Les articles sur notre site ne sont pas signés car il s´agit de favoriser une voix collective. Dans le cadre des 1001 histoires, l’auteur met en lumière une histoire vécue.
L’histoire qui suit a été écrite par Gérard (Pays-Bas).

J’ai appris qu’on ne peut pas rester seul. Si on travaille ensemble, il se passe alors une sorte de réaction nucléaire où de plus en plus de personnes se mettent en mouvement.

Il y a onze ans, notre famille avec trois enfants a déménagé de La Haye à Zoetermeer. Notre nouveau quartier n’était pas bien considéré et les policiers intervenaient dans les bagarres. Nous avons été jalousés car c’était nous qui avions obtenu le logement de la ville et non pas le membre d’une famille du voisinage.

Depuis notre arrivée, nous étions traités de « famille asociale » et nos enfants de « têtes à poux ». Mais notre famille a gardé le silence.

Ma voisine, Wilma, très dure avec nous au début, a été la première à venir à notre rencontre. Elle ne supportait plus que ma famille soit si mal traitée. Un jour, elle m’a demandé si je voulais l’aider à organiser une activité pour les enfants en vue d’Halloween.
J’ai d’abord refusé à cause du regard envers nous dans le quartier et des querelles entre voisins. Quand elle a insisté pour que je participe, j’ai finalement dit oui, surtout parce qu’elle m’avait expliqué qu’elle espérait que cette activité permettrait d’améliorer les relations entre voisins.
Ce fut une réussite. Suite à cette fête, les habitants du quartier ont décidé de créer un comité de quartier nommé « les Ruifjes », comme le nom de notre rue. Le but était de relier les gens et d’apprendre à mieux se connaître. Je me suis immédiatement mis à la disposition du groupe. Des années ont passé, et aujourd’hui nous organisons aussi la journée des voisins, des actions créatives quand le temps est agréable et à Noël nous avons l’élection du jardin le mieux décoré.

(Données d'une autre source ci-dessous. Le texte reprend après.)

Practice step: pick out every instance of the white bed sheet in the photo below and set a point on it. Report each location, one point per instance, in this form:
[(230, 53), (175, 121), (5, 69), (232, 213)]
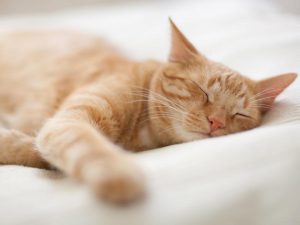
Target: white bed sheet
[(246, 178)]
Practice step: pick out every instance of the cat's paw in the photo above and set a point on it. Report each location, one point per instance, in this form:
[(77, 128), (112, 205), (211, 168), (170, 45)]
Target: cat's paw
[(118, 180)]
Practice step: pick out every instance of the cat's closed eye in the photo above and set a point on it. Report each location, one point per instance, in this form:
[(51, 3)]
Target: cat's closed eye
[(242, 115), (203, 92)]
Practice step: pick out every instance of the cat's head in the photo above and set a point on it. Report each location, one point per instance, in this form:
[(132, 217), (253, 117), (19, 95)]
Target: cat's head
[(193, 97)]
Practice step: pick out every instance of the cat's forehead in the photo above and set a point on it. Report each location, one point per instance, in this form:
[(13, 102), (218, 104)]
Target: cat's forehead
[(227, 87)]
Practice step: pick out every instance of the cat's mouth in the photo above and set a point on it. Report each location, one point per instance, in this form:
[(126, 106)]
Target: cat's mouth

L’image négative du quartier a disparu progressivement et notre famille a été de plus en plus acceptée dans le quartier.

Par mon expérience de l’exclusion, j’ai toujours essayé d’attirer l’attention sur les personnes qui n’ouvrent pas leur porte. Je suis attentif à ceux qui cachent leur pauvreté ou aux personnes sur lesquelles on parle mal.

Je suis aussi militant d’ATD Quart Monde. Dans les rencontres organisées au centre national d’ATD Quart Monde, à la ferme  ’t Zwervel à Wijhe, nous parlons de la pauvreté et de l’exclusion : une expérience que j’ai pu également apporter dans notre comité. Si bien que dans le quartier, nous sommes allés de plus en plus à la recherche de personnes dont on n’entendait pas la voix.
Je voulais que les gens de ma rue puissent aussi connaître la ferme à Wijhe et les personnes du Quart Monde. Et puis il y a eu une journée de rencontre familiale organisée là-bas et j’ai pensé que ce serait une chance de pouvoir inviter bon nombre de mes voisins. Wilma, ma voisine, fut immédiatement intéressée. Avec son soutien, nous avons réussi à amener les gens à la ferme.
Ça a été un grand défi pour moi de faire venir mes voisins à un endroit où venaient d’autres personnes qui connaissaient la pauvreté. La peur que ma famille en subisse les conséquences s’est révélée infondée ! La confiance s’est renforcée en moi. J’ai commencé à parler avec des organisations, des associations de jeunes qui sont venues à la ferme, avec la télévision, avec les autorités locales.

Le défi est maintenant que nous trouvions de vraies réponses à la pauvreté dans notre région. Je dois continuer à travailler main dans la main avec les gens et bâtir la confiance.

Parce que sans la confiance, y compris celle de ma voisine Wilma, je n’aurais jamais ouvert la porte de ma maison.

Mon histoire montre combien il est difficile d’atteindre les gens qui sont mal vus et exclus, mais que c’est possible. Avec ma famille, il nous a fallu avoir du souffle pour arriver là où nous sommes aujourd’hui. Il reste toujours la question de comment aller plus loin. Je veux que les choses changent vraiment.